Notes from the Underground Part Five — Escaping Muybridge's Curse (Can We?)
Pilgrim at Tinker Creek is full of amazing examples like these, and Annie Dillard manages very well to bring those "freak" experiences into the context of our "normal" life.
What she manages to do is to show that the experiences of those people who discover sight well after birth are loaded with teachings that can (if we make the effort to learn) show us how dull our habitual vision is.
Settling for the model derived from Muybridge's work gives animators ideas with which they are able to render a certain kind of motion, ideas which progressively leave the realm of the experiential and enter the one of the "fabricated," increasing the gap between our lived experience, and our symbolic world (the world as we represent it to ourselves).
This is very much in tune with the progressive dehumanization of all things in our culture, and animation, being a significant part of that culture, bears a lot of responsibility for the decline.
Animation constructed according to Muybridge's model is a very crude approximation of "the real." It is as far from "Life" as reading a printed restaurant menu can be from actually eating food.
There's a Sufi story that goes something like this: "A drunk man goes home after a party and drops his keys on the pavement. He starts looking for them until a friend, walking by, stops and helps look for the keys. They search and search, aided by the light of a nearby street light. After a while, the friend stops and says: 'I can't find them, are you sure you lost them here?'
"'No,' answers the drunk man, 'I lost them over there where it is dark, but as I can't see anything there, I'd rather search here where there is light.'"
This is very similar to what has happened to our approach to "figure drawing" and animation.
Once we surrendered our own unaided vision to the "filtering effect" of the sciences of anatomy and physiology, we surrendered the reality of our own darkness to the light of false, or at least "borrowed," certainty.
The "Mighty Principles of Animation" presented by Gene Deitch are a very potent example of this, reminding me of my early days in art school when, while Pollock and de Kooning were at the height of their art, the school still imposed on us unsuspecting beginners the notion that Art had to do with figure drawing based on 19th Century norms.
In Gene Deitch's "defense," I will stress the fact that what he called "The 12 Principles of Character Animation, as developed at the Disney studio" was modified for the article title into "Mighty Principles of Animation."
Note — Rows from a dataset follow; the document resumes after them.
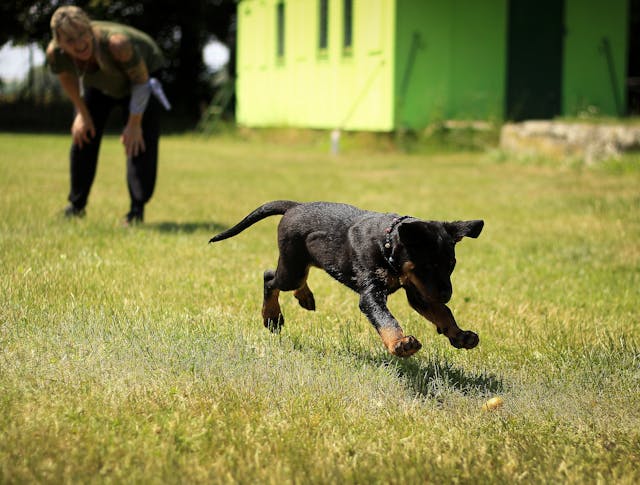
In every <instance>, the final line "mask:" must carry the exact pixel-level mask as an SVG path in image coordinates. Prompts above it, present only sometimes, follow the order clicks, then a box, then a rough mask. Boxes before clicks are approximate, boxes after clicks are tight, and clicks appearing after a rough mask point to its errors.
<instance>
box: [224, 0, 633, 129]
mask: <svg viewBox="0 0 640 485" xmlns="http://www.w3.org/2000/svg"><path fill="white" fill-rule="evenodd" d="M559 1H560V0H559ZM564 1H565V9H564V11H565V19H564V23H565V26H566V34H565V36H564V48H563V65H562V74H561V75H562V93H561V96H562V114H563V115H567V116H574V115H577V114H580V113H581V112H584V111H587V110H589V111H591V112H593V111H595V112H596V113H599V114H605V115H616V114H617V111H618V109H624V107H625V106H626V92H625V84H626V83H625V80H626V71H627V66H626V62H627V60H626V56H627V36H628V35H627V34H628V32H627V31H628V1H629V0H564ZM531 2H532V4H531V5H532V6H533V7H535V5H536V4H535V0H531ZM318 3H319V2H318V0H286V1H285V2H284V5H285V54H284V56H283V57H282V58H278V57H277V55H276V32H277V29H276V5H277V4H278V0H242V1H240V2H239V4H238V59H237V62H238V66H237V67H238V69H237V71H238V79H237V88H236V89H237V112H236V118H237V120H238V123H239V124H241V125H246V126H263V127H264V126H300V127H310V128H320V129H334V128H340V129H346V130H362V131H392V130H394V129H397V128H407V129H422V128H424V127H425V126H426V125H428V124H429V123H432V122H437V121H442V120H449V119H463V120H464V119H481V120H487V119H488V120H498V121H500V120H502V119H503V117H504V116H505V110H506V102H507V100H506V97H507V86H506V79H507V77H508V76H507V72H506V70H507V68H508V66H507V49H508V46H507V40H508V36H507V33H508V25H507V22H508V19H509V15H508V12H509V3H510V2H509V0H482V1H480V0H353V9H354V10H353V19H354V23H353V48H352V49H351V50H350V51H349V52H345V50H344V49H343V45H342V35H343V11H342V9H343V0H329V29H328V34H329V44H328V48H327V49H326V51H323V52H320V51H319V49H318V39H319V27H318V24H319V11H318V10H319V9H318ZM540 28H541V29H544V25H541V26H540ZM605 38H606V39H608V42H609V45H610V46H611V52H612V56H611V62H612V63H613V73H612V72H611V70H610V68H609V65H608V58H607V56H606V55H605V49H604V47H603V39H605Z"/></svg>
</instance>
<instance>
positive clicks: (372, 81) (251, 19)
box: [236, 0, 395, 131]
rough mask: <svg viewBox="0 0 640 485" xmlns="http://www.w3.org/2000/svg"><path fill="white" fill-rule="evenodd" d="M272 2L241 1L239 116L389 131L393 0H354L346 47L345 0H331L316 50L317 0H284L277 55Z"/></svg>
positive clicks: (262, 0)
mask: <svg viewBox="0 0 640 485" xmlns="http://www.w3.org/2000/svg"><path fill="white" fill-rule="evenodd" d="M277 3H278V2H277V0H244V1H241V2H240V4H239V6H238V82H237V99H238V102H237V112H236V116H237V120H238V123H240V124H242V125H246V126H305V127H311V128H324V129H333V128H341V129H350V130H374V131H391V130H393V128H394V125H393V123H394V117H393V102H394V100H393V81H394V79H393V66H394V59H393V55H394V53H395V51H394V50H393V45H394V25H395V0H353V9H354V12H353V19H354V24H353V48H352V50H351V52H345V51H344V49H343V43H342V36H343V11H342V8H343V7H342V6H343V2H342V0H330V2H329V17H330V18H329V46H328V49H327V50H326V51H325V52H320V51H319V50H318V35H319V34H318V31H319V29H318V25H319V15H318V1H317V0H288V1H286V2H285V55H284V56H283V58H282V59H278V58H277V56H276V4H277Z"/></svg>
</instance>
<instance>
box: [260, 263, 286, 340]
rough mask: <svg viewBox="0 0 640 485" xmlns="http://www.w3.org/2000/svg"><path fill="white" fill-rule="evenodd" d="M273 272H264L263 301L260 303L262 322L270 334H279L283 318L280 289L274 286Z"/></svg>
mask: <svg viewBox="0 0 640 485" xmlns="http://www.w3.org/2000/svg"><path fill="white" fill-rule="evenodd" d="M275 274H276V273H275V271H273V270H267V271H265V272H264V300H263V302H262V321H263V322H264V326H265V327H267V328H268V329H269V330H270V331H272V332H274V333H275V332H279V331H280V329H281V328H282V326H283V325H284V317H283V316H282V311H281V309H280V302H279V301H278V297H279V296H280V289H279V288H277V287H276V286H275V285H274V280H275Z"/></svg>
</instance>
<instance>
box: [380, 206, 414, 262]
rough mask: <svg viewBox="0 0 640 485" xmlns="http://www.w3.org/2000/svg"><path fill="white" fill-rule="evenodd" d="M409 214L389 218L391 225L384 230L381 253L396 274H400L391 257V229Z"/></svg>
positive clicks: (391, 253)
mask: <svg viewBox="0 0 640 485" xmlns="http://www.w3.org/2000/svg"><path fill="white" fill-rule="evenodd" d="M410 217H411V216H397V217H394V218H393V219H392V220H391V225H390V226H389V227H387V228H386V229H385V230H384V233H385V234H384V242H383V243H382V254H383V255H384V259H385V261H386V262H387V264H388V265H389V268H391V270H392V271H393V272H394V273H395V274H396V275H398V274H400V268H398V267H397V266H396V262H395V260H394V259H393V238H392V237H391V235H392V234H393V230H394V229H395V228H396V226H398V224H400V223H401V222H402V221H404V220H405V219H409V218H410Z"/></svg>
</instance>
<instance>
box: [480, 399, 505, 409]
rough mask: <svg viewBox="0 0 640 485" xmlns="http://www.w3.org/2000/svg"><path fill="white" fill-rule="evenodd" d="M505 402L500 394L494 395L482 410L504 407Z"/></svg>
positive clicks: (489, 400) (488, 400) (485, 405)
mask: <svg viewBox="0 0 640 485" xmlns="http://www.w3.org/2000/svg"><path fill="white" fill-rule="evenodd" d="M503 404H504V399H502V398H501V397H500V396H496V397H492V398H491V399H489V400H488V401H487V402H486V403H484V404H483V405H482V410H483V411H495V410H496V409H498V408H500V407H502V405H503Z"/></svg>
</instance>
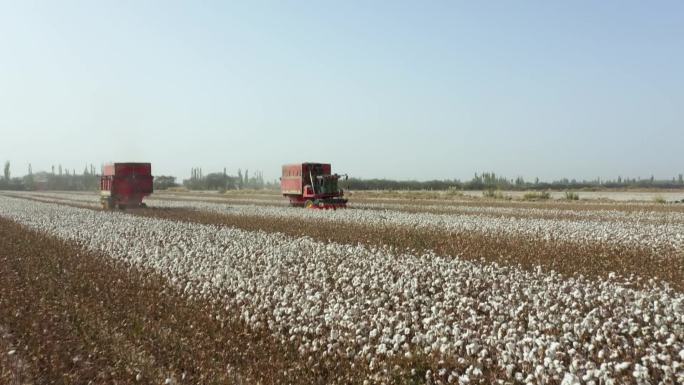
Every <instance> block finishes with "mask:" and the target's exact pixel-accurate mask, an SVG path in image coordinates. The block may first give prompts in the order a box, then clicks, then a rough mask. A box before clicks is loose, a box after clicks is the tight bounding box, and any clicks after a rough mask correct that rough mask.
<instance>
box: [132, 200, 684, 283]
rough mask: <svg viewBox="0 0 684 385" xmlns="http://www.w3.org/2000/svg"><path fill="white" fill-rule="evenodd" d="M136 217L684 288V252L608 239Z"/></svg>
mask: <svg viewBox="0 0 684 385" xmlns="http://www.w3.org/2000/svg"><path fill="white" fill-rule="evenodd" d="M130 213H133V214H135V215H142V216H149V217H155V218H164V219H171V220H178V221H189V222H195V223H203V224H212V225H221V226H231V227H237V228H240V229H244V230H250V231H256V230H262V231H269V232H280V233H284V234H287V235H291V236H309V237H312V238H314V239H317V240H322V241H335V242H339V243H349V244H356V243H363V244H366V245H372V246H383V245H386V246H391V247H394V248H397V249H400V250H404V249H409V250H414V251H418V252H425V251H430V250H432V251H434V252H436V253H437V254H440V255H450V256H459V257H460V258H464V259H469V260H481V259H484V260H486V261H490V262H497V263H503V264H507V265H520V266H522V267H523V268H526V269H534V268H536V267H537V266H542V267H544V268H546V269H552V270H555V271H557V272H559V273H562V274H566V275H575V274H583V275H586V276H590V277H605V276H606V275H607V274H608V273H609V272H615V273H618V274H621V275H624V276H630V275H635V276H636V277H639V278H642V279H644V280H648V279H650V278H657V279H660V280H663V281H666V282H669V283H670V284H671V285H672V286H673V287H675V288H678V289H680V290H681V289H684V263H682V261H683V260H684V256H683V255H681V253H680V252H677V251H676V250H661V251H660V252H659V253H657V254H655V253H653V252H651V251H648V250H646V249H639V248H633V247H625V246H617V245H613V244H609V243H598V242H592V243H579V242H567V241H561V240H554V239H549V240H545V239H541V238H533V237H526V236H511V235H505V234H499V235H485V234H480V233H474V232H460V233H448V232H440V231H433V230H425V229H411V228H405V227H397V226H389V225H388V226H377V225H367V224H361V223H359V224H341V223H337V222H329V221H324V220H309V221H301V220H296V221H293V220H289V219H286V218H266V217H259V216H242V215H230V214H216V213H208V212H203V211H196V210H189V209H176V208H174V209H144V210H133V211H130Z"/></svg>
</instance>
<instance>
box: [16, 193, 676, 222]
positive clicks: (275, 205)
mask: <svg viewBox="0 0 684 385" xmlns="http://www.w3.org/2000/svg"><path fill="white" fill-rule="evenodd" d="M22 194H25V195H28V196H36V197H42V198H47V199H62V200H73V201H80V202H96V201H99V196H98V195H96V194H92V193H90V194H85V193H82V192H52V191H51V192H28V193H22ZM156 197H164V198H163V199H159V198H156ZM148 201H149V202H152V203H154V204H155V205H157V206H159V205H163V204H164V202H168V201H171V202H173V201H178V202H187V201H190V202H197V203H202V202H204V203H218V204H228V205H240V204H254V205H259V204H265V205H270V206H286V205H287V200H286V199H284V198H278V197H277V196H276V197H273V198H271V197H270V196H269V197H268V199H264V198H257V199H248V198H245V197H244V196H240V197H230V196H217V195H214V194H206V196H202V195H188V194H170V193H163V194H162V195H153V196H152V197H150V198H149V199H148ZM468 203H472V201H469V202H468ZM171 204H173V203H171ZM350 207H352V208H355V209H373V210H398V211H402V210H403V211H406V210H410V211H414V212H422V211H424V212H435V213H441V214H487V215H490V216H518V217H524V216H530V217H554V218H553V219H558V220H561V219H567V220H584V219H588V220H619V221H628V222H637V223H644V222H656V223H663V222H672V223H674V222H680V223H682V222H684V212H678V211H667V210H663V211H653V210H648V207H647V206H644V208H643V209H642V210H630V211H625V210H620V209H612V210H609V209H601V210H573V209H561V208H559V207H557V206H555V207H554V206H551V207H548V208H547V207H543V208H542V207H536V208H530V207H515V206H489V205H488V202H482V204H481V205H465V204H463V205H459V204H457V203H456V204H449V205H445V204H440V205H436V204H409V203H374V202H368V201H362V202H354V201H353V202H352V203H350ZM637 207H638V206H637Z"/></svg>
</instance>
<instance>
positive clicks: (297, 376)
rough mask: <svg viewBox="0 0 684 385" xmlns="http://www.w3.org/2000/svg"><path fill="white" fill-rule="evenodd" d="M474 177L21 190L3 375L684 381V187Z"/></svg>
mask: <svg viewBox="0 0 684 385" xmlns="http://www.w3.org/2000/svg"><path fill="white" fill-rule="evenodd" d="M472 194H474V197H471V196H470V193H465V194H464V195H463V196H461V195H460V194H453V193H451V194H449V193H440V192H377V191H370V192H367V191H364V192H351V194H350V208H349V209H345V210H336V211H325V210H309V209H303V208H291V207H288V206H287V201H286V200H285V199H284V198H283V197H282V196H280V194H279V193H278V192H264V191H260V192H259V193H258V194H255V193H253V192H250V191H231V192H229V193H226V194H218V193H216V192H178V191H176V192H157V193H155V194H153V195H152V196H151V197H150V198H148V199H147V200H146V202H147V204H148V206H149V207H148V208H146V209H133V210H126V211H113V212H110V211H103V210H102V209H101V208H100V207H99V196H98V194H97V193H94V192H92V193H73V192H31V193H28V192H21V193H10V192H2V193H0V282H3V288H2V290H3V291H2V298H1V299H0V331H2V332H3V335H4V336H6V337H5V338H3V339H2V340H0V343H1V344H0V347H2V348H3V349H4V350H7V351H12V352H13V353H12V355H11V356H5V357H6V358H5V359H4V360H0V382H2V380H3V378H9V377H2V376H3V373H8V369H7V368H8V365H10V367H11V365H14V368H15V369H14V370H17V369H16V368H19V370H21V373H22V376H24V378H26V379H31V378H33V379H35V378H47V379H51V380H54V381H52V382H58V381H59V380H60V379H62V377H61V376H62V374H63V373H69V375H70V376H71V379H72V380H73V382H87V381H84V380H85V379H88V380H93V381H94V382H95V383H104V382H106V383H131V384H133V383H140V381H142V382H143V383H164V382H166V381H168V383H200V382H201V383H262V384H277V383H295V384H321V383H326V384H327V383H340V384H342V383H344V384H347V383H359V384H362V383H364V381H368V382H370V383H398V384H409V383H410V384H427V383H432V384H449V383H461V384H489V383H497V382H498V383H511V384H512V383H540V384H541V383H550V384H558V383H561V382H563V381H564V382H565V383H568V384H570V383H581V382H582V381H583V382H586V383H589V382H591V381H593V382H594V383H596V384H600V383H603V384H610V383H612V384H622V383H635V382H636V380H635V379H636V378H639V379H640V381H641V380H643V379H644V378H645V379H647V380H648V382H650V383H666V384H667V383H672V384H674V383H683V382H684V205H682V204H659V203H656V202H654V201H653V199H652V198H649V195H647V194H657V193H630V192H625V193H623V192H611V193H593V194H608V195H609V196H610V197H611V199H612V201H602V200H580V201H564V200H554V199H551V200H547V201H533V202H528V201H522V200H516V199H514V200H495V199H485V198H482V196H481V193H480V194H479V195H478V194H477V192H473V193H472ZM504 194H508V193H506V192H504ZM511 194H514V193H511ZM515 194H522V193H515ZM559 194H562V193H559ZM584 194H589V193H581V192H580V197H581V198H585V197H584ZM670 194H676V193H670ZM660 195H662V196H666V197H667V196H669V195H665V194H660ZM516 196H517V195H516ZM520 196H521V195H520ZM594 196H601V195H594ZM653 196H655V195H653ZM672 196H673V197H675V198H676V197H681V196H682V195H672ZM634 197H638V198H640V201H630V200H633V198H634ZM675 198H672V199H675ZM27 282H28V283H29V284H27ZM122 325H124V326H122ZM45 330H47V331H45ZM7 357H9V358H7ZM8 362H9V364H8ZM98 376H101V377H98ZM62 380H63V379H62ZM25 382H26V383H31V382H32V381H29V380H27V381H25ZM43 382H49V381H43ZM642 382H643V381H642ZM38 383H42V382H40V381H39V382H38ZM643 383H647V382H643Z"/></svg>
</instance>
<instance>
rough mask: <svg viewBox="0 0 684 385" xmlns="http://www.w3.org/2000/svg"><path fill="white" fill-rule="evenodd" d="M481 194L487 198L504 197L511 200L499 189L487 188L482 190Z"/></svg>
mask: <svg viewBox="0 0 684 385" xmlns="http://www.w3.org/2000/svg"><path fill="white" fill-rule="evenodd" d="M482 196H483V197H485V198H489V199H506V200H511V197H510V196H508V195H504V193H502V192H501V190H494V189H487V190H485V191H483V192H482Z"/></svg>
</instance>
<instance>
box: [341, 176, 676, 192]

That is quite a qualitative leap!!!
As I mentioned in the previous article, many cultures other than our own, and even our own in years gone by, did not do not rely on an a priori knowledge of the inner structure of the human body when they deal with "figurative imagery," and yet, they have provided us (still do) with images that deeply affect us today, so potent is their presence, their reality status, their "truth."